Trumbull: I think he got much closer. I think "Avatar" is much more appropriate to high frame rates because it's like a ride and it's futuristic, and vividness and sharp edges and clarity would be an asset.
My personal feeling is that ultra-high frame rates and ultra-vivid giant screen movies can be like a window onto reality. And if you recognize it as such, you can write your screenplay, direct your movie, edit it and present it as a live experience -- not like a movie. That's what I'm doing it right now.
CNN: Does subject matter concern you? When I think about "2001," "Blade Runner," "Silent Running," your special effects have a sense of awe. And I find that a lot more powerful than I do watching cars blow up.
Trumbull: The important aspect of "2001" is it's designed to be a first-person experience, very much of it. It's like (the computer) HAL's point of view. Kubrick wanted to get out of the way and not use traditional melodramatic production techniques. It's very much long shots that aren't much editorial intrusion. I think there's one that's 17 minutes long that's purely visual, with no dialogue, no suspense, nothing else, except the experience of you, the audience member, feeling like you're in space, going on this trip. That's first-person cinema.
I don't think (Kubrick) ever anticipated or even expected that "2001" would play on television or make any sense whatsoever on television, because it really doesn't. It depends largely on the spectacle of the giant screen and the immersiveness of the giant 70mm medium.
I think we're at a real transitional point where it's time to start thinking about the possibilities of making a motion-picture experience that's totally different from television, and much more immersive, and maybe not even compatible with it. If you want to get people to pay extra to go out to a theater, it's got to be a spectacular experience they can't get at home.
CNN: What are your thoughts on the film format?
Trumbull: I think film is great. I think film is not dead at all. I agree with some of the criticisms that people like Steven Soderbergh have. It's probably true that the major studios have fallen into a blockbuster-tentpole syndrome. The problem is that has completely crushed out any innovation or any cinema opportunities for independent or inventive or unusual, nonblockbuster content. That's pretty much left for television now.
I think there's an incredible opportunity now to experiment with what I generally call "hypercinema."
I feel because of the technical limitations in the exhibition business, the production values that (the studios are) paying for are not arriving at the audience's eyes. It's dim, the screens are small, the brightness is only 1/10 of what they see on television. And people unconsciously know that.
You can look at your television or your computer and you'll see a really vivid, bright image, with tremendous color saturation, and it's always in focus and you can see it anywhere, anytime you want.
IMAX has proved conclusively that audiences will pay more for a superior and more spectacular theatrical presentation. The problem is that all they're doing is blowing up conventional movies on to a larger screen. No one's still thinking about it as a different medium. I think it's a completely new thing.

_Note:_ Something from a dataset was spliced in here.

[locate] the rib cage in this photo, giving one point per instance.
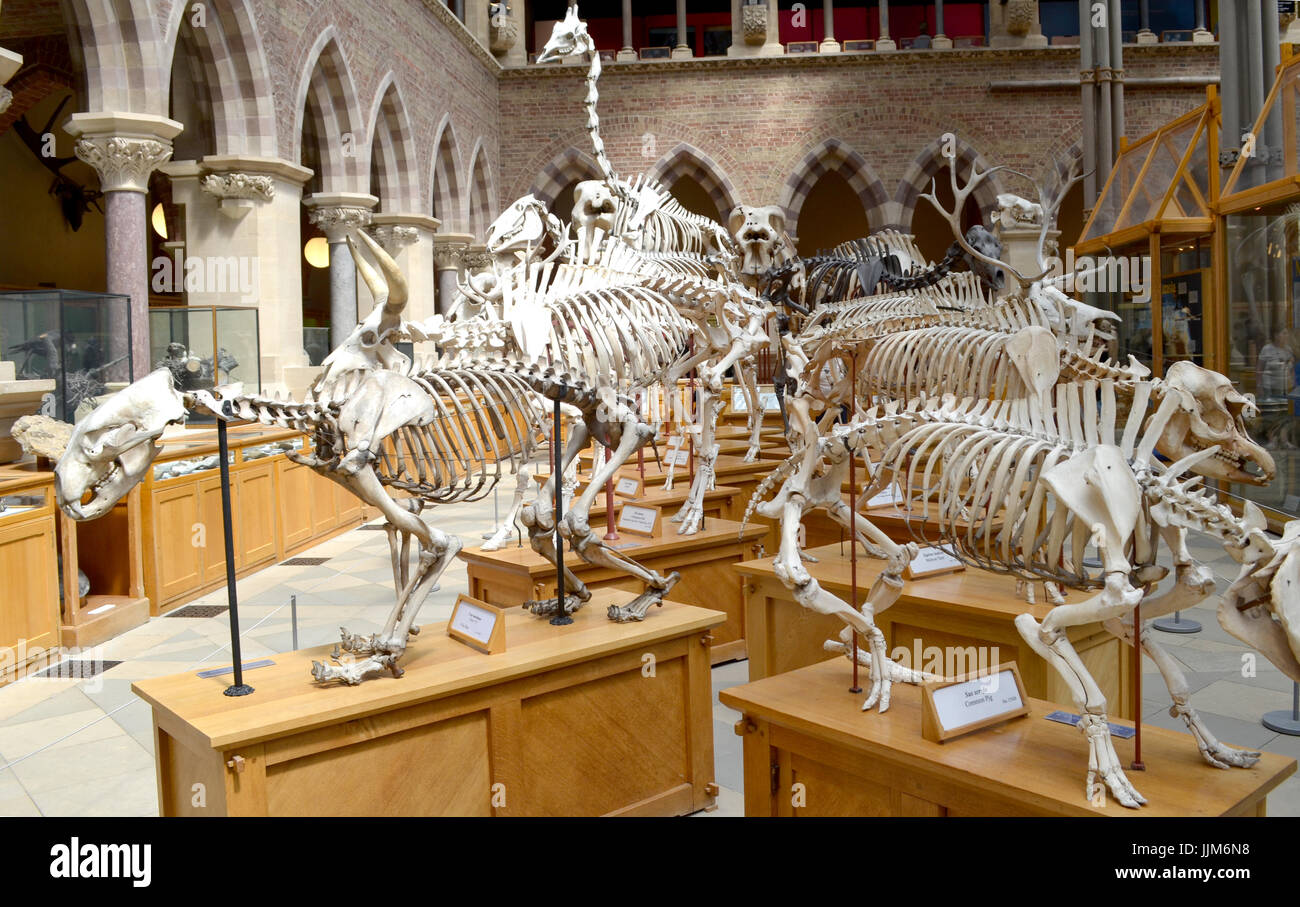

And I think the audience that pays for movies is completely ready for a new thing.
When I was a kid, I used to see Cinerama movies and Todd-AO, and it was in the days we had what we used to call roadshows, when we'd have one spectacular Cinerama theater per town, not 50. At that time, even when "2001" first came out, there were only about 55 or 60 Cinerama theaters in the world. You'd have a period of time where a movie like "2001" would run for months or epic movies like "Sound of Music" would run for two years.
And I think there's no reason to believe why you can't do that again by providing a truly spectacular experience. What if you had a new kind of a movie experience unlike you've anything you've seen before, and it's only running in one theater in each town or each region?
I'm just interested in breaking the mold and doing something different, because I'm tired of the same old, same old.